Вновьпоступившего больного Михайлова не били. Просто привязали к батарее. Зачем бить, если существует безупречно отлаженная система советского здравоохранения и авангард ее — экспериментальная психиатрия.
Сульфазин — это всего лишь нежная увертюра к глубокой и насыщенной фармакологической симфонии.
М-депо.
Мажептил.
После курса электросудорожной терапии у Вячеслава начались эпилептические припадки.
Вместе с эпилепсией явилась поэзия.
Он обнаружил вдруг, что поэзия концентрируется в самых неожиданных объектах: в лиловой надписи на бачке с кислой баландой «5-спец. супа», в кометообразной затяжке на колготках кривоногой фельдшерицы Эммы, в истеричных подвижных пальцах соседа по палате — обезумевшего гитариста Вихляя, зарезавшего выскочившую на сцену поклонницу. Шоу, как-никак.
Вихляй оказался единственным собеседником Вячеслава.
Голос у него был писклявый, отвратительный на слух.
— …А он с бодунища вышел в коридор. Флэт — то коммунальный. Башка кружанулась… и пизданулся он — виском в батарею. И все, е-хайды… «Я сижу в сортире и читаю ролинстон». Вот так, блять, рок, бля, нахуй…
А у Бодлера, слышь:
«Игра, где человек охотится за тенью,
За призраком ладьи на призрачной воде».
Вот так, бля, нах.
Мандарины-то абхазские — самые вкусные, толстокожие, из Нового Афона, из Эшера… А туда, к Аджарии — мелочь, кислая… ту, что детишки на рождество жрут…
Вот так, бля, нах.
Вихляя нашли в сушилке, сине-серого, в заскорузлой блевотине. Два месяца гитарист собирал эонактин, складывал в пакетик, пакетик сворачивал трубкой и прятал в заднице — от еженедельных шмонов. Потом проглотил все сразу.
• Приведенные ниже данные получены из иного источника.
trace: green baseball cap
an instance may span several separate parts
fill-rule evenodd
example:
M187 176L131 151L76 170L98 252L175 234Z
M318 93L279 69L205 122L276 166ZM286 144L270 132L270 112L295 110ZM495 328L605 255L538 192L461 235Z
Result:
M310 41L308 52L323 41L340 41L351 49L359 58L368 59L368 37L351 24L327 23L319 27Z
Вячеслав посвятил ему свое первое, впрочем, и единственное стихотворение.
Сдохли: Советский Союз, Сахаров и Курт Кобейн.
Через шесть лет интенсивной стерилизации сознания карательная медицина пришла к выводу, что пациент Михайлов обезврежен и больше не представляет опасности для мирножующего социума.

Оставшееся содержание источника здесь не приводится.